HuggingFace dataset wrappers for SAT-verified training data
Project description
satisfiable-ai
HuggingFace dataset wrappers for SAT-verified training data.
Every training sample passes through a SAT verification gate before entering any pipeline. Only logically consistent samples survive. Built on satisfaction-suffices.
Critical Path
Read This First
| Time | What you get |
|---|---|
| 30 seconds | What this is and why it exists |
| 60 seconds | Why verified training data matters |
| 2 minutes | How to hook in a transformers architecture |
| 10 minutes | Full architecture + curriculum system |
| 15.5 minutes | Training on the four-verdict signal as frontier detection |
⏱ 30 seconds
Models trained on logically inconsistent data learn inconsistent reasoning. This library filters every training sample through a SAT verification gate — the same gate from satisfaction-suffices — before it enters your pipeline. Only verified samples survive by default.
⏱ 60 seconds
Current safety training (RLHF, DPO) adjusts output distribution. It does not verify logical consistency. A model can learn to sound safe while reasoning incorrectly.
Training on SAT-verified data builds a model whose training distribution is structurally consistent. Every sample that reached it passed a proof. The model learns from a population that couldn't contradict itself.
⏱ 2 minutes — Hook into transformers
from satisfiable_ai import VerifiedDataset, default_schedule
# Filter your data to SAT-verified samples only
dataset = VerifiedDataset(
samples=your_data, # list of {"text": "..."} dicts
domain="logic", # "logic" | "code" | "math" | "proof"
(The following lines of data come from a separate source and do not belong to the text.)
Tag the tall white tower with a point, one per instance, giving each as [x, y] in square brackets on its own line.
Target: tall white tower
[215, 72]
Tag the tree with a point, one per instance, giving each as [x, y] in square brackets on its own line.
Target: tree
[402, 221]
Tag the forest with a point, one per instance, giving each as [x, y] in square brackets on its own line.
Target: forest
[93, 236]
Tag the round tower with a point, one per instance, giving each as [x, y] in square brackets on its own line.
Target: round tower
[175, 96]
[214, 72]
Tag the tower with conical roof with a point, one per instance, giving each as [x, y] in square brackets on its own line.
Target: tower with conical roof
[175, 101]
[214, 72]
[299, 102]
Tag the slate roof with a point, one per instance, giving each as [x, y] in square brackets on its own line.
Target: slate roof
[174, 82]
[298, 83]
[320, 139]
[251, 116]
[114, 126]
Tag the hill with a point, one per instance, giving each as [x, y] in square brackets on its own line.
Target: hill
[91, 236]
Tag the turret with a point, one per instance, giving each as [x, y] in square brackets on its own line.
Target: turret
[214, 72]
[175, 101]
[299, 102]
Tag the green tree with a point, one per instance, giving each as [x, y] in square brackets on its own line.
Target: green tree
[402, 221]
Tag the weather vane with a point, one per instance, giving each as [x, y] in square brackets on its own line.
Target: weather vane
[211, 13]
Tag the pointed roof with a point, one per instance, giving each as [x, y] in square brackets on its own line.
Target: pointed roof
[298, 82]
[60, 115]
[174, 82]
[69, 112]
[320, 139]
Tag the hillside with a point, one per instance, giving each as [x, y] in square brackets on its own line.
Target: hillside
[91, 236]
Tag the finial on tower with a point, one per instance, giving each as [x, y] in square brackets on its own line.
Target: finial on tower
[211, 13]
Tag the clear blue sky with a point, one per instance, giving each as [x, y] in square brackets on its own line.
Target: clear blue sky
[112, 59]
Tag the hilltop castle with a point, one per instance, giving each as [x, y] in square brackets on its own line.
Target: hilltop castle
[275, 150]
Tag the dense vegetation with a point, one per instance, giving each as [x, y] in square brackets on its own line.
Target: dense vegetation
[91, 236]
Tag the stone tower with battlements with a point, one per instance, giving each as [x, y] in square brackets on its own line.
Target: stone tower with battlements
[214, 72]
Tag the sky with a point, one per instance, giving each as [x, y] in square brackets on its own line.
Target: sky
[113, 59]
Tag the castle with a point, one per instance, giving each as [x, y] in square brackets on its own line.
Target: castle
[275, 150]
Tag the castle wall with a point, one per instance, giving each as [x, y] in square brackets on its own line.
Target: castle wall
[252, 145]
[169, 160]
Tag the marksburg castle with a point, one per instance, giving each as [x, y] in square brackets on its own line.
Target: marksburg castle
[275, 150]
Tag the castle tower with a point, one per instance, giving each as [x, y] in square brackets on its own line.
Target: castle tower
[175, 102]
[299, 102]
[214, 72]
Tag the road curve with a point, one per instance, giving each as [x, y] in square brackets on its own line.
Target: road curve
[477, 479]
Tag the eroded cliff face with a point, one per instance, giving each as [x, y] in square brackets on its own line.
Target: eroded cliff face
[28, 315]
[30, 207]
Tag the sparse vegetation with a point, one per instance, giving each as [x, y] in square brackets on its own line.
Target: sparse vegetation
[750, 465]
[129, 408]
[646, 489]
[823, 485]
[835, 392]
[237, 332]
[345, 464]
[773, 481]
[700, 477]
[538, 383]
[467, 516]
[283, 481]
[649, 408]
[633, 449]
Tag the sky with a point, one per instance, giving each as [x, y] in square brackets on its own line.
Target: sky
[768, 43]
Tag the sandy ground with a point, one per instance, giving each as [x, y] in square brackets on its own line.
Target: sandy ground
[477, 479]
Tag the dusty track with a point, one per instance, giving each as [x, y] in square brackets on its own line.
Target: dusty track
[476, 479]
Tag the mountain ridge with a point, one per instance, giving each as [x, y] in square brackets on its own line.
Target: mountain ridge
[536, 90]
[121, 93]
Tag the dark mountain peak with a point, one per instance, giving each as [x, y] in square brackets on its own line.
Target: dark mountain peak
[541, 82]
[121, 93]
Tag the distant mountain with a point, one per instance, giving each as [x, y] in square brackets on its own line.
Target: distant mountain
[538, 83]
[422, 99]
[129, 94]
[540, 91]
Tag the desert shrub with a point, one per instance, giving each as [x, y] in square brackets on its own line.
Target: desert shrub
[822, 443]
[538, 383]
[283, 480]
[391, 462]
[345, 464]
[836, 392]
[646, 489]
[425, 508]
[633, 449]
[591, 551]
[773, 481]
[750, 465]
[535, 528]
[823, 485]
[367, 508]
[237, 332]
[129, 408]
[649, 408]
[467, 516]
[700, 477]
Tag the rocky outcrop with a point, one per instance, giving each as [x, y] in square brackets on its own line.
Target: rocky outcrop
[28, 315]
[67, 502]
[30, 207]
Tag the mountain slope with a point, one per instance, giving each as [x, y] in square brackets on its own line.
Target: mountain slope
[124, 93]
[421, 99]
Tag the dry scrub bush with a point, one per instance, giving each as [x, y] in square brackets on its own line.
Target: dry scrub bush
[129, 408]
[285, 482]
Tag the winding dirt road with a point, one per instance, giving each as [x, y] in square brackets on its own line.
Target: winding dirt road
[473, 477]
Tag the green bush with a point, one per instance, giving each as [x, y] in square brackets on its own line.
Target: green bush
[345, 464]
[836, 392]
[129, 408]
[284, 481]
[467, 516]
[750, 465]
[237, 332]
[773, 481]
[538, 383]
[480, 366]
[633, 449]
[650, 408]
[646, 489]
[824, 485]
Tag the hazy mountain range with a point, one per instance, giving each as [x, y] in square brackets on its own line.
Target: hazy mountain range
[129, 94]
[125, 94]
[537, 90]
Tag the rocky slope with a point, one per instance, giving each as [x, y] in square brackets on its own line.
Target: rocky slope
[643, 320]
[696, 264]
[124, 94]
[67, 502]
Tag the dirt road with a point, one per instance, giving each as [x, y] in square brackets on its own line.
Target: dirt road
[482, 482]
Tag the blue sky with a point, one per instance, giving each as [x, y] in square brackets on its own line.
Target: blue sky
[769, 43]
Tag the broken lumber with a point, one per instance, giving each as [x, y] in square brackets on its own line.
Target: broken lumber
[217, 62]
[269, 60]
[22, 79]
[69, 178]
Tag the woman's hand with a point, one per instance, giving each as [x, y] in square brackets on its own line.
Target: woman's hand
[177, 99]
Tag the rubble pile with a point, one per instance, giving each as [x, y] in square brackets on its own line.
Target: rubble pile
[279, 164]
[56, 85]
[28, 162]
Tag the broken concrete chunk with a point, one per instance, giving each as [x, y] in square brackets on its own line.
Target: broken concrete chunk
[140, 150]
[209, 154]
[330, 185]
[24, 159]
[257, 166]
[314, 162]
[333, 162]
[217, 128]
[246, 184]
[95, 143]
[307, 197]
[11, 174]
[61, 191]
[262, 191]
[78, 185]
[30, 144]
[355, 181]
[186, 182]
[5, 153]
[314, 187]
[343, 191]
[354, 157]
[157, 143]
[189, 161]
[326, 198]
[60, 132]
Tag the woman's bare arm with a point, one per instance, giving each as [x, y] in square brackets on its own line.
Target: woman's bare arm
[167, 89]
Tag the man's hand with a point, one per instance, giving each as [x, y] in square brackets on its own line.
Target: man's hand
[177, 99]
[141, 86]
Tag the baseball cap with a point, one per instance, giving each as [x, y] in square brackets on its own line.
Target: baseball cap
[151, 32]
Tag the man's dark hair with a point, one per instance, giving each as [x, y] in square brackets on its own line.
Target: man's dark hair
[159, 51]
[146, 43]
strict=True, # True = only VERIFIED; False = exclude CONTRADICTION only
)
# Curriculum scheduling — staggers complexity across training phases
schedule = default_schedule()
# schedule.phases: Foundation → Execution → Domain → Consolidate
# Feed each phase to your HuggingFace Trainer as a separate training stage
for phase in schedule.phases:
trainer.train_dataset = phase.sources
trainer.train()
The four verdict classes are available as labels if you want to train on the full signal:
from satisfiable_ai import verify
result = verify("if A then B. A. therefore B.", domain="logic")
# result.verdict: "VERIFIED" | "CONTRADICTION" | "PARADOX" | "TIMEOUT"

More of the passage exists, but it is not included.